Jacques Prévert nait le 4 février 1900 à Neuilly-sur-Seine dans une famille de petits bourgeois. Il a été élevé dans l’amour de la littérature et du théâtre, que ses parents affectionnaient particulièrement. Il s’ennuie rapidement dans ses études, et abandonne son éducation à l’âge de 15 ans. C’est à l’occasion de son service militaire à Istanbul qu’il rencontre Marcel Duhamel, qui lui permet d’intégrer les cercles littéraires de l’époque. A leur retour à Paris, Marcel héberge Jacques dans l’hôtel familial, au 54 rue du Château. L’endroit devient rapidement le quartier général des penseurs surréalistes qu’il rejoint en 1925, Raymond Queneau en tête, qui y logent gratuitement et s’adonnent à des « cadavres exquis » (jeu d’écriture collectif) enflammés. Mais Jacques Prévert n’est pas un homme de meute, et il refuse de se laisser affilier au groupe des surréalistes, notamment en raison de ses conflits avec André Breton.

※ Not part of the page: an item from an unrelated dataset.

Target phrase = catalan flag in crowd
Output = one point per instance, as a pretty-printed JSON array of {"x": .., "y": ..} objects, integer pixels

Au début des années 1930, il crée le collectif théâtral Octobre, célèbre pour ses interventions parmi les ouvriers en grève, et notamment chez Citroën. Le groupe est invité aux Olympiades de Moscou et reçoit le premier prix avec « La bataille de Fontenoy ».
Jacques Prévert s’oriente ensuite naturellement vers l’écriture de scénarios pour le cinéma, notamment pour son ami Jean Renoir. Il sera l’auteur des films les plus célèbres des années 1930 et 1940, comme « Le Crime de Monsieur Lange« , ou « Les Enfants du paradis » de Marcel Carné. ou « Quai des brumes »
Réalisé pendant l’occupation à Nice, le dernier film de Marcel Carné et de Jacques Prévert, « Les enfants du paradis« , est une fresque qui se déroule dans le milieu artistique parisien entre 1840 et 1847, là où se regroupent tous les théâtres populaires de la capitale : le boulevard du Crime. Arletty, Pierre Brasseur et Jean-Louis Barrault interprètent des comédiens de quartier qui, pour certains, ont réellement existé. « Les Enfants du Paradis » séduira largement le public français.
On lui doit « Paroles » en 1945« , « Contes pour enfants pas sages » en 1948.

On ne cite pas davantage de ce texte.